I am a CS PhD student at Visual Computing Center @ KAUST University supervised by prof. Mohamed Elhoseiny. I do deep learning and my research interests include generative models and hypernetworks. Besides, I am also hyped by NeRF and have a small weakness for adversarial robustness. Before that, I was a DL researcher at MIPT, doing NLP things. And before even that, I was a software engineer at Yandex.
Aligning Latent and Image Spaces to Connect the Unconnectable
We proposed an idea of positioning GAN's latent codes on the coordinates plane. This means that each latent code, when sampled, is getting associated with an \((x,y)\)-position of the 2D image plane and our generator computes a color of a pixel from the interpolation of the neighboring latent codes (instead of just a single global one). This allows us 1) to generate images of infinite size (by generating infinitely many latent codes and positioning them on the grid); and 2) connecting unrelated frames into a single, arbitrarily large panorama.
Adversarial Generation of Continuous Images
We built a GAN model that generates images in the implicit neural representation (INR) form. An INR is a function \(F(c)\) which takes coordinates \(c = (x, y)\) as input and predicts a pixel value \(v = (r, g, b)\). In this way, our generator is a hypernetwork that generates parameters for \(F(c)\). We proposed two techniques to scale such a model to real-world datasets: factorized multiplicative modulation (FMM) and multi-scale INRs. We achieved decent (for INR-based models) generative quality on LSUN Churches \(256^2\), LSUN Bedrooms \(256^2\), and FFHQ \(1024^2\) and showed a lot of interesting properties of INR-based decoders. At the end of the day, our approach turned out to be very similar to StyleGAN2 with 1x1 convolutions, coordinate embeddings, and nearest neighbor upsampling.
Class Normalization for (Continual?) Generalized Zero-Shot Learning
In this paper, we dived into normalization techniques used in zero-shot learning (ZSL). We showed how scaled cosine similarity and attributes normalization influences signal's variance inside a model. We showed that for deeper models, there is a need for other normalization procedures and developed class normalization, which is similar to batch normalization but applied across the class dimension. Using class normalization, we built an MLP model that achieves state-of-the-art performance and trains x50-200 times faster than the current SotA. We also formulated a novel continual zero-shot learning problem and tested our approach in that setup.

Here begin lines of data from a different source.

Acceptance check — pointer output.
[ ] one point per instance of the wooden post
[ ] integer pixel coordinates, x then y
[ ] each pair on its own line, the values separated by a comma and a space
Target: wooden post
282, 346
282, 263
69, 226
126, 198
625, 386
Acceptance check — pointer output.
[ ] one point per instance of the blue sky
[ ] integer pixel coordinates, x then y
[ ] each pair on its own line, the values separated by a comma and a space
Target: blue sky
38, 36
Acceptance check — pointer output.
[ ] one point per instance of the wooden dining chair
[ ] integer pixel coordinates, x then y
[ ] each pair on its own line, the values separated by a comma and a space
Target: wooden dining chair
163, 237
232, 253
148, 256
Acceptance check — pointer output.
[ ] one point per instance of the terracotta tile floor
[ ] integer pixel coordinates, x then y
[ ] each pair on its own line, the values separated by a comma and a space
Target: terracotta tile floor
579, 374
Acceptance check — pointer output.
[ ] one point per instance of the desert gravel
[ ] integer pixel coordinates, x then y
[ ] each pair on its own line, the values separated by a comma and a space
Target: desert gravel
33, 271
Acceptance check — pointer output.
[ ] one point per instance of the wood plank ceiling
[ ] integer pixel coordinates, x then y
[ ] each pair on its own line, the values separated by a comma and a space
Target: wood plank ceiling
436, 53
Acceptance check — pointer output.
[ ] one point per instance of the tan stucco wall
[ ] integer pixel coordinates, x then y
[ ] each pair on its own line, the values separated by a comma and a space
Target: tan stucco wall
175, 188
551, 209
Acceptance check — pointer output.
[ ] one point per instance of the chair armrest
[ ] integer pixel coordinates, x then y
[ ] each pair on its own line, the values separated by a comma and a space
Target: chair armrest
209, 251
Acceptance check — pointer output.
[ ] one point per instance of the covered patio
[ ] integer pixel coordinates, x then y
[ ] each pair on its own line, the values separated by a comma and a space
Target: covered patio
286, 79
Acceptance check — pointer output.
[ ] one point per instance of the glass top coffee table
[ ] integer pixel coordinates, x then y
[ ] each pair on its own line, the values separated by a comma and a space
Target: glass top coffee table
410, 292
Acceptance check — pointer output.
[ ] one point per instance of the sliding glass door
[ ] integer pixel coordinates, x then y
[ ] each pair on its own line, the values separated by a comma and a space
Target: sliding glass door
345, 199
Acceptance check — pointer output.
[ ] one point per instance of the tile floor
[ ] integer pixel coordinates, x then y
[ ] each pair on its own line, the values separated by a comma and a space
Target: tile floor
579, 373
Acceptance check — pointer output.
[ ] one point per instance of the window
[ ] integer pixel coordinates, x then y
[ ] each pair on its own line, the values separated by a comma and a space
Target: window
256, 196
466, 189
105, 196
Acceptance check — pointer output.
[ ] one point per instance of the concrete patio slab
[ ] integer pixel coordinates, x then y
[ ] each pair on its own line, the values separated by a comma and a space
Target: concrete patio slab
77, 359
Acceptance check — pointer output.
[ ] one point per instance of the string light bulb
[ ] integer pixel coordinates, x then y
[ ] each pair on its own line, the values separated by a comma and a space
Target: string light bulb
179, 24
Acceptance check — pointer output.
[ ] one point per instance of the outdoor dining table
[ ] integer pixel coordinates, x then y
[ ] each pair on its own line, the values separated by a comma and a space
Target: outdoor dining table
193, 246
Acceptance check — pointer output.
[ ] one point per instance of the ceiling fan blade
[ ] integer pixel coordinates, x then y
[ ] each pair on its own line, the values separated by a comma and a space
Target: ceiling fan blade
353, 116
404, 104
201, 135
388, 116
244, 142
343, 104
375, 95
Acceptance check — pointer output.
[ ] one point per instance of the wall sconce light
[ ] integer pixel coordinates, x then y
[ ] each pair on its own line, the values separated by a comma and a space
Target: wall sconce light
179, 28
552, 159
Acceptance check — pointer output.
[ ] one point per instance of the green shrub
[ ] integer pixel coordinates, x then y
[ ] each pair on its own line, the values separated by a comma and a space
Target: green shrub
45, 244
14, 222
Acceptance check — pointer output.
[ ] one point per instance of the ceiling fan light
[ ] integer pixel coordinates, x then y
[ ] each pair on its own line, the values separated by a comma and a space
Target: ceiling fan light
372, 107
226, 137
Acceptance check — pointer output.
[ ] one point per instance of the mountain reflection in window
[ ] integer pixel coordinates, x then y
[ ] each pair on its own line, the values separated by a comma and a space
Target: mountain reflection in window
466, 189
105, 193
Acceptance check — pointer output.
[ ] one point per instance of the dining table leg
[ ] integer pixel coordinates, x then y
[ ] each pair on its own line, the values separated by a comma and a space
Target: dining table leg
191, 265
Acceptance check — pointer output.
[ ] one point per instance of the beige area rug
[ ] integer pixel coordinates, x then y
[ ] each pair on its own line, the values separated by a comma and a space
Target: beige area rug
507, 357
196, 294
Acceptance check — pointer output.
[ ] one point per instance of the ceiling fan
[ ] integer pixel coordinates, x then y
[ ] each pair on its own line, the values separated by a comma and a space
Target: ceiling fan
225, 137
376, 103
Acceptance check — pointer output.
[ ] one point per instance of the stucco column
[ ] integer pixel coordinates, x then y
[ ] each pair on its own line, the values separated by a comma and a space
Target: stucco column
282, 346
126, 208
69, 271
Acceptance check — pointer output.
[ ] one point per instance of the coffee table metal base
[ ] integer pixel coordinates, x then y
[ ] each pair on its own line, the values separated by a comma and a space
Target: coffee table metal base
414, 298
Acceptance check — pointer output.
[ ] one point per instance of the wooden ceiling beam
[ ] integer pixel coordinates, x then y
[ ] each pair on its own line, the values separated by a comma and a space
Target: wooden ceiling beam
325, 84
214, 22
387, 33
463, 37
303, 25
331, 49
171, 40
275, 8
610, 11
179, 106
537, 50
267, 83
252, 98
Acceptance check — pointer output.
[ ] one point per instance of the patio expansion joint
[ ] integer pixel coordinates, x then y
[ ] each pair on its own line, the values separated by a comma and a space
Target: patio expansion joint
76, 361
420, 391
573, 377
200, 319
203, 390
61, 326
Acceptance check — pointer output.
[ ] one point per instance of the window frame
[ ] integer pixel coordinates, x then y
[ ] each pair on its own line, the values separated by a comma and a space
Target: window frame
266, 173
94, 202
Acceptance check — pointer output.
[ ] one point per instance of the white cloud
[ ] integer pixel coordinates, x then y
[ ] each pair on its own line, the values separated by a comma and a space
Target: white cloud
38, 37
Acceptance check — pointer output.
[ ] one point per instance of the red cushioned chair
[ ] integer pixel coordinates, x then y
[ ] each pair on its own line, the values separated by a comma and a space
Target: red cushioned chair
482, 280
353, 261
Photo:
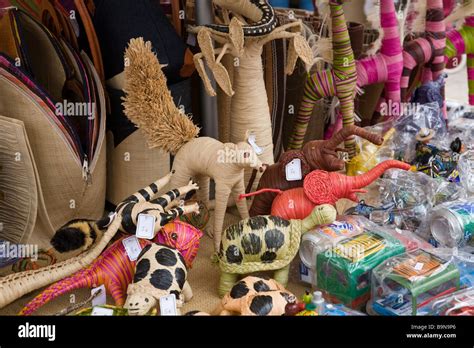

Loss Landscape Sightseeing with Multi-Point Optimization
Beyond First Order Methods in ML workshop, NeurIPS 2019
Using mode connectivity ideas, we searched loss landscapes of different neural networks for different visual patterns. Due to the extreme overparametrization, it turned out that any pattern can be found inside the surface. This indicates that the loss landscapes of deep models are very complex and contain many irregularities.
While the existing interpolation techniques (nearest neighbour, bilinear, Lanczos, Hamming, etc.) assume that the known points positions construct a uniform grid, it is not always the case. Moreover one would like to backpropagate through these points positions. In this project, I implemented a CUDA kernel for points interpolation on a non-uniform grid based on the Gaussian Mixture Model.
RtRs is a small ray-tracing/rasterization engine written in rust. It works on both meshes and traditional quadrics and has some cool features however, like distributed RT/BVHs/arcball rotations/etc.
Omniplan was extensively used at my previous work but didn't have any web interface which made everyone annoyed. So I built one using their official API.
During the past 3 years, I had been building a framework for running deep learning experiments in pytorch and using it in my research projects. It is very similar to pytorch-lightning + hydra, but without a proper documentation and testing ¯\_(ツ)_/¯
An ALCQ description logic reasoner based on the tableau algorithm.